BACA: Kereta dari Daop Madiun ke Jakarta Tak Terdampak Genangan Air di Jalur Pekalongan-Sragi
KAI Daop 7 Madiun menegaskan bahwa tindakan pelemparan batu terhadap kereta api merupakan perbuatan melanggar hukum. Hal ini diatur dalam Undang-Undang Nomor 23 Tahun 2007 tentang Perkeretaapian.
Pasal 180:
Setiap orang dilarang menghilangkan, merusak, atau melakukan perbuatan yang mengakibatkan rusak dan/atau tidak berfungsinya prasarana dan sarana perkeretaapian.
Pasal 197:
Ayat (1): Setiap orang yang menghilangkan, merusak, dan/atau melakukan perbuatan yang mengakibatkan rusak dan tidak berfungsinya prasarana perkeretaapian sebagaimana dimaksud dalam Pasal 180, dipidana dengan pidana penjara paling lama 3 (tiga) tahun.

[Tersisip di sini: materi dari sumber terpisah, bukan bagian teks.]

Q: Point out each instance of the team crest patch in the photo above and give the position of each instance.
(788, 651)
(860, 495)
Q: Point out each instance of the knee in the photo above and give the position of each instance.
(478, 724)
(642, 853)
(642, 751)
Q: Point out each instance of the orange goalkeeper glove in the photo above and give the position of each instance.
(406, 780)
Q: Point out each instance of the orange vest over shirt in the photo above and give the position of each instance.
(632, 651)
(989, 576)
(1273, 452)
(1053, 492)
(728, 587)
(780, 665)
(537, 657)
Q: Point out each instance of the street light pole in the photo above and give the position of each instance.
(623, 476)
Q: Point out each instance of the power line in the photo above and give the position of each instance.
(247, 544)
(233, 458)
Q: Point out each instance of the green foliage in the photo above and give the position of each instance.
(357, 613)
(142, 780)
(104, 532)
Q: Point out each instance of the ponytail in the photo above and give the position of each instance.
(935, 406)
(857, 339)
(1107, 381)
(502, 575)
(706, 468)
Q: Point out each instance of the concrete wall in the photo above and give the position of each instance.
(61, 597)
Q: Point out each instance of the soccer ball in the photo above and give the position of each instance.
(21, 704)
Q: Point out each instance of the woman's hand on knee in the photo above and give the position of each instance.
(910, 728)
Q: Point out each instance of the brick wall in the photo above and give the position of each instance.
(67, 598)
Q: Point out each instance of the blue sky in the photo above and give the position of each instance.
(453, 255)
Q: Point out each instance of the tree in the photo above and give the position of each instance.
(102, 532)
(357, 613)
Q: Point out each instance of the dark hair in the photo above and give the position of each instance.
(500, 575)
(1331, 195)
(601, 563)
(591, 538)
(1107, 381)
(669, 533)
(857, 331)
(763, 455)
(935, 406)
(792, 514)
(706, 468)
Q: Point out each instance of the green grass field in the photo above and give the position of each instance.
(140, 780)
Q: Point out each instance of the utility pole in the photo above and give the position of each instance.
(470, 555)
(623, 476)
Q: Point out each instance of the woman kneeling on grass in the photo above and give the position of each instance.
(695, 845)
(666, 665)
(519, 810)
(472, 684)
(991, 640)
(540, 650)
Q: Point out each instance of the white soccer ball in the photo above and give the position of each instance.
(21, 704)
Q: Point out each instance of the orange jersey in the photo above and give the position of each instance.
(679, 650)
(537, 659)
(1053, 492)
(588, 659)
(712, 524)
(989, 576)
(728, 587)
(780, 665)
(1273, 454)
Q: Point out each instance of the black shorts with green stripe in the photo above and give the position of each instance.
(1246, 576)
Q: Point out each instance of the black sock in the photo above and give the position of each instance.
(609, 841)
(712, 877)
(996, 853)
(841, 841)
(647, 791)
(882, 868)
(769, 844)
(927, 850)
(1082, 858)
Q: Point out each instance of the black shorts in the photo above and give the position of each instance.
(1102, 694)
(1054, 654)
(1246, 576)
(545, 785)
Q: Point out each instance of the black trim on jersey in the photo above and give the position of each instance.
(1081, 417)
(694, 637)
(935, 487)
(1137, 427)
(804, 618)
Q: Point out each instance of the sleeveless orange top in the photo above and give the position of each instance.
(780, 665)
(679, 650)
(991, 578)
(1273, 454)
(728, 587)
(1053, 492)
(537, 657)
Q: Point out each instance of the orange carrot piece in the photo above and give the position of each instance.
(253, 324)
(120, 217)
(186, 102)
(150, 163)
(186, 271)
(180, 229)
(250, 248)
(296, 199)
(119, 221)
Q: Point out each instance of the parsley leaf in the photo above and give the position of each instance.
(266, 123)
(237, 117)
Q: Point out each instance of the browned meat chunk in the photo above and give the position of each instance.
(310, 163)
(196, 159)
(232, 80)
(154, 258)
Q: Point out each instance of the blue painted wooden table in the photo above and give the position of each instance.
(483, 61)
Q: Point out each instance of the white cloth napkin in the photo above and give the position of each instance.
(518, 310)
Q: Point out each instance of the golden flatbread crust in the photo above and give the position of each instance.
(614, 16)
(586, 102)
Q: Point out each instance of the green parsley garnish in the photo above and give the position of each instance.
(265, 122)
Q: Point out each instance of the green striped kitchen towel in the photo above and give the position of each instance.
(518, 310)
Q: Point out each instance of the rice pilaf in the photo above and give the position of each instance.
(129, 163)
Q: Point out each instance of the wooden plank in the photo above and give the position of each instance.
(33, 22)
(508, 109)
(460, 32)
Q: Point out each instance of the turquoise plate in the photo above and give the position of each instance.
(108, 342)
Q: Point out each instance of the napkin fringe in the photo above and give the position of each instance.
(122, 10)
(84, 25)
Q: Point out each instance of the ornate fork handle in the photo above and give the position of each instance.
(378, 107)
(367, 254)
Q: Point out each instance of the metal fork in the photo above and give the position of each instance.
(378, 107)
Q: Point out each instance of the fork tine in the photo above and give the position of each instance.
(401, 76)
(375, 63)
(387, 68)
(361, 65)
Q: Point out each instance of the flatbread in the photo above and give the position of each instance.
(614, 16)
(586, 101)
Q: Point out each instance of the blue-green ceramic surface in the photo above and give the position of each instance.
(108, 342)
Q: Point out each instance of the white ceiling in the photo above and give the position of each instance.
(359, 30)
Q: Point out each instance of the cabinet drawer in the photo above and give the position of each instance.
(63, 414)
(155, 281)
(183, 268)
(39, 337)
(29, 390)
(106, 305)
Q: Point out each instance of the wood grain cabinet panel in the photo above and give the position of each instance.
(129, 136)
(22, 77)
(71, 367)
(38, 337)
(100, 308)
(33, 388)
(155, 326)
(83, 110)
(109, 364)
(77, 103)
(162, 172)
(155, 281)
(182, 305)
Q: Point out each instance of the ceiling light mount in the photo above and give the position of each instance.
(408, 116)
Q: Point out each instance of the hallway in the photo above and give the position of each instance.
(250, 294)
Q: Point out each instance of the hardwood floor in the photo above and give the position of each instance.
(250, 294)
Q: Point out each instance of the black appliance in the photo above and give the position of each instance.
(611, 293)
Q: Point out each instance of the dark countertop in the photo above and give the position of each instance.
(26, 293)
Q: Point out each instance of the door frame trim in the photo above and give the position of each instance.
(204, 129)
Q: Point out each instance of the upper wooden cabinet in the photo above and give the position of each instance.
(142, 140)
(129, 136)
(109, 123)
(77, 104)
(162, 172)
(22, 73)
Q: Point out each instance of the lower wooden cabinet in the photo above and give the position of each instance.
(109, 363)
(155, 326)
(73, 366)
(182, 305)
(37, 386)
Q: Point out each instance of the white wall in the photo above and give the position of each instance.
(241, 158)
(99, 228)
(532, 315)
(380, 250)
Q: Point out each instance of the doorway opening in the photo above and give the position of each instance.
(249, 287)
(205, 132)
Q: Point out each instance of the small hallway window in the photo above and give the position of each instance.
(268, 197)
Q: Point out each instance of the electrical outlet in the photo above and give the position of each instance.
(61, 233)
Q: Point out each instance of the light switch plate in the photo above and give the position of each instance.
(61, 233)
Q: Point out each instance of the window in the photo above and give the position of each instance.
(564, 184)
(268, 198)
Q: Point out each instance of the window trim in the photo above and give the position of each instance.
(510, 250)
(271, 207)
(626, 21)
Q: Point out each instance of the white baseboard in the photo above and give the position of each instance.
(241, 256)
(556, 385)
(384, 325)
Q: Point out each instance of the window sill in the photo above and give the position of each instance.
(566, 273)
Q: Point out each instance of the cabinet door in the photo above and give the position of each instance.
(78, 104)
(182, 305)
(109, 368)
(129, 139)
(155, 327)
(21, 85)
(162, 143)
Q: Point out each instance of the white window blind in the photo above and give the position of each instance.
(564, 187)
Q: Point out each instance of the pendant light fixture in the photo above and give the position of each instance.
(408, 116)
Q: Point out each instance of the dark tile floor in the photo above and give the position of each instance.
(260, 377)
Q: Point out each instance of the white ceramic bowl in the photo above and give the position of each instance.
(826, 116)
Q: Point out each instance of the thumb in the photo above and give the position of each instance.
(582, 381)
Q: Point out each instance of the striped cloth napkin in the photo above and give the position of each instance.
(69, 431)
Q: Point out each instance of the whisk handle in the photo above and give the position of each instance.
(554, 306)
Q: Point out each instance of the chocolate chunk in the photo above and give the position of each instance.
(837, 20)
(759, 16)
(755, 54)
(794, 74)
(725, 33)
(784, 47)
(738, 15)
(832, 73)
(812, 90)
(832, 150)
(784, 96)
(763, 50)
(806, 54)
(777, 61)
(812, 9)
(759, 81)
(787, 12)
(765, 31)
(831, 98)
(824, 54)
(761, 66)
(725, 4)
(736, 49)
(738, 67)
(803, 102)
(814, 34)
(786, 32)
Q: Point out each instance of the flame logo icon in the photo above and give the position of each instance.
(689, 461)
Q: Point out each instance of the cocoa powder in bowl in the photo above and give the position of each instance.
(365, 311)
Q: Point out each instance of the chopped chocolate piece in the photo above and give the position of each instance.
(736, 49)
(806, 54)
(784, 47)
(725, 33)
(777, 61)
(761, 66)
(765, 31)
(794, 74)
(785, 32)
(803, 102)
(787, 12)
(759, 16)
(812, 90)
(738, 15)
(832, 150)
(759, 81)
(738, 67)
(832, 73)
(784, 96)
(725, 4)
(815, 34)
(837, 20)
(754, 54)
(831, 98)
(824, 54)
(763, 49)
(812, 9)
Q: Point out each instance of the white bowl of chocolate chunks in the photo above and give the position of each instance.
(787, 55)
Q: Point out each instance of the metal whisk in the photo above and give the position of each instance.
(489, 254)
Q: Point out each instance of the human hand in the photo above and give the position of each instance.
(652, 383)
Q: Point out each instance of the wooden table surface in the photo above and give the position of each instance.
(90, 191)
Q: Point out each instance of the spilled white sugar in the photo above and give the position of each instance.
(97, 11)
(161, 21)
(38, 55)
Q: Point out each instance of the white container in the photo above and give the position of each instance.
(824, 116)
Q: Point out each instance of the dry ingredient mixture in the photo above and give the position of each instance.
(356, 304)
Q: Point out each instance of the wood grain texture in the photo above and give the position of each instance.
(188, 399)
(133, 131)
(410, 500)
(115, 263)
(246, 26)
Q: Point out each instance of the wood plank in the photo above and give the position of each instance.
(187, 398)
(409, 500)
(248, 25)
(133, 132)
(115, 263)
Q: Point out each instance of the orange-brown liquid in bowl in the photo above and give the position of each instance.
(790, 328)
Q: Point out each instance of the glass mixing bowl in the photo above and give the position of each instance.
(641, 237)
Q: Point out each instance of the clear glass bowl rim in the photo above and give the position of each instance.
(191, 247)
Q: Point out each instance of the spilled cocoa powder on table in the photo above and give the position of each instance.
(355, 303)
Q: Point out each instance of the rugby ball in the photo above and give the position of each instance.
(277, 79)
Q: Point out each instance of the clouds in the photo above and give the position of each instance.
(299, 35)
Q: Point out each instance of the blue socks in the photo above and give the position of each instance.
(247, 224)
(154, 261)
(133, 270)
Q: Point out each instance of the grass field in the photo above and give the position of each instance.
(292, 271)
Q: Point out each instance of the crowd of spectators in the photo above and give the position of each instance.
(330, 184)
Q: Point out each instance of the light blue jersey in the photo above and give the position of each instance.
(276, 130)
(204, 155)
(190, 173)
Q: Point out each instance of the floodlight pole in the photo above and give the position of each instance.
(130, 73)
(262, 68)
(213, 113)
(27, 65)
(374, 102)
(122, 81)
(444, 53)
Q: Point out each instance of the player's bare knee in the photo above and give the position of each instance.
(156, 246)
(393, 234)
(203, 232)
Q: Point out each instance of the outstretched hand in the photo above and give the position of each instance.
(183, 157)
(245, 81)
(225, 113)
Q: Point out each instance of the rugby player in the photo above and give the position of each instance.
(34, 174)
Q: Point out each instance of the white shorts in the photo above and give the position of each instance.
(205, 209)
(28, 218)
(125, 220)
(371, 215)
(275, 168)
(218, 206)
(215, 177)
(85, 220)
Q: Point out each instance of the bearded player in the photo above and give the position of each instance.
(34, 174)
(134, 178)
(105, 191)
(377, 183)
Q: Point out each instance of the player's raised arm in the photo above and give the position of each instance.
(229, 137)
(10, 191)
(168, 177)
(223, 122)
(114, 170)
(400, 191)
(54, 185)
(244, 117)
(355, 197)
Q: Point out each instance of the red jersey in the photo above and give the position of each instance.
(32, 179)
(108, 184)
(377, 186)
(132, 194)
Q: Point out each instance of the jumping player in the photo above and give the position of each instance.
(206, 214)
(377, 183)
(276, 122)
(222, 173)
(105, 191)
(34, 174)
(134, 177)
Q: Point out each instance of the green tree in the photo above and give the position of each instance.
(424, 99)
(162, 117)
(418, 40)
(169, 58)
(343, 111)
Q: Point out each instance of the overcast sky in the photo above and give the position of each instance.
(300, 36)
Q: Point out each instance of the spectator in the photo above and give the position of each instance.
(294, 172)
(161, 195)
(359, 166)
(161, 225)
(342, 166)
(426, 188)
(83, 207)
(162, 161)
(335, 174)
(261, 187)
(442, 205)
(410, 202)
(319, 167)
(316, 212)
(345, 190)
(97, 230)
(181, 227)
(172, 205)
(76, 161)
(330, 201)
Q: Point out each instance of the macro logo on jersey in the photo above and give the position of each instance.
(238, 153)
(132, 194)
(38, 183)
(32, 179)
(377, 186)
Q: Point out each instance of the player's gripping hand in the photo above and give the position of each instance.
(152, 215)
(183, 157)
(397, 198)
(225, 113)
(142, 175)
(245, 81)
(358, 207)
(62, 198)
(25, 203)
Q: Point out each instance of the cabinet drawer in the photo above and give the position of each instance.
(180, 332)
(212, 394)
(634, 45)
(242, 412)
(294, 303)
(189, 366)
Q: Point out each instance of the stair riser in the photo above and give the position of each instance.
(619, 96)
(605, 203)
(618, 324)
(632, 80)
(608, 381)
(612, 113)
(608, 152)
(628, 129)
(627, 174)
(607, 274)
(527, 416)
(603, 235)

Ayat (2): Dalam hal tindak pidana sebagaimana dimaksud pada ayat (1) mengakibatkan kecelakaan dan/atau kerugian bagi harta benda, dipidana dengan pidana penjara paling lama 5 (lima) tahun.
Ayat (3): Dalam hal tindak pidana sebagaimana dimaksud pada ayat (1) mengakibatkan luka berat bagi orang, dipidana dengan pidana penjara paling lama 10 (sepuluh) tahun.
Ayat (4): Dalam hal tindak pidana sebagaimana dimaksud pada ayat (1) mengakibatkan matinya orang, dipidana dengan pidana penjara paling lama 15 (lima belas) tahun.